Question

limma-voom WithQualityWeights and duplicateCorrelation in RNA-seq

2

Entering edit mode

BharathAnanth ▴ 80

@bharathananth-10049

Last seen 5.8 years ago

Hi

I have the following experimental set up. I have RNA-seq time series data that span (0h,2h,....22h) and am interested in temporal patterns of gene regulation. However, the data was constructed by sampling repeatedly two cultures that are (in time) 11h apart. In other words, samples 0,2,..10 and 12,14,...,22 come from two different cultures but maintained nearly identically.
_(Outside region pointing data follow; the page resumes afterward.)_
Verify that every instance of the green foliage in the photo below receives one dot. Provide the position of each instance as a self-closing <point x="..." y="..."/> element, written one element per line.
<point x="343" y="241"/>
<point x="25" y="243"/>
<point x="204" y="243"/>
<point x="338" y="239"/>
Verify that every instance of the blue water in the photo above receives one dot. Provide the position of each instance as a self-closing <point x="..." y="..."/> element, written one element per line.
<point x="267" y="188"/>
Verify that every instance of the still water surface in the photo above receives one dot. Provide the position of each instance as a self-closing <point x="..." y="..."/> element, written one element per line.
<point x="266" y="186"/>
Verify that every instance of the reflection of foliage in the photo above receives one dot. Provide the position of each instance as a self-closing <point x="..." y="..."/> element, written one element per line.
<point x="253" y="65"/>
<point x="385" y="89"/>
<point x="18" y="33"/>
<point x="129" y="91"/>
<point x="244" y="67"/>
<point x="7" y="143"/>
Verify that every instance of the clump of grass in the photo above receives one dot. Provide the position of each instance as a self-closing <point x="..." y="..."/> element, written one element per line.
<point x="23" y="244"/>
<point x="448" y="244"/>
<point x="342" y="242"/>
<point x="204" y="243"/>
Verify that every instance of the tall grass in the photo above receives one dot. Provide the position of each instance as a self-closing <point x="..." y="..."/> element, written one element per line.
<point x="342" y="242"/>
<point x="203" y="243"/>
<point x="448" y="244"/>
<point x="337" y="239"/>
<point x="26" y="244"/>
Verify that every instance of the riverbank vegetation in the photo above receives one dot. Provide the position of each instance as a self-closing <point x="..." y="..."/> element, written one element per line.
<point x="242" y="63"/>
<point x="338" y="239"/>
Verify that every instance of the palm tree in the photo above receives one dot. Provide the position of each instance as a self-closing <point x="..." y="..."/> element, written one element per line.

Since I have a multi-level design, I decided to capture the correlation between the two sets of samples. In addition, I use quality weights and based on previous BioC posts, I iterated the duplicateCorrelation and voomWithQualityWeights twice.

I have the two following questions:

1. Is it reasonable to do both duplicateCorrelation and quality weights?

2. Should I use the same blocking I use for duplicateCorrelation also with Quality weights?

3. Can the consensus.correlation be negative? Depending on the design matrix I used I get either positive or negative correlation values and the latter gives an error in chol.default(V). What is recommended in this case?

4. I tried to test if the FDR control are reasonable, by shuffling the time labels and estimating the the number of false positives and I realised that actual FDR was much higher than that designed for?

Thank you in advance!

My code snippet:

# count matrix has dimension 9000 x 12
T <- 22
time <- seq(0,T,by=2)
block <- rep(c(1,2), each = 6)
in.phase <- cos(2*pi/T*time)
out.phase <- sin(2*pi/T*time)

y_harm <- calcNormFactors(y_harm)

design <- model.matrix(~in.phase + out.phase)

v_harm <- voomWithQualityWeights(y_harm, design)
corfit <- duplicateCorrelation(v_harm, design, block = block) 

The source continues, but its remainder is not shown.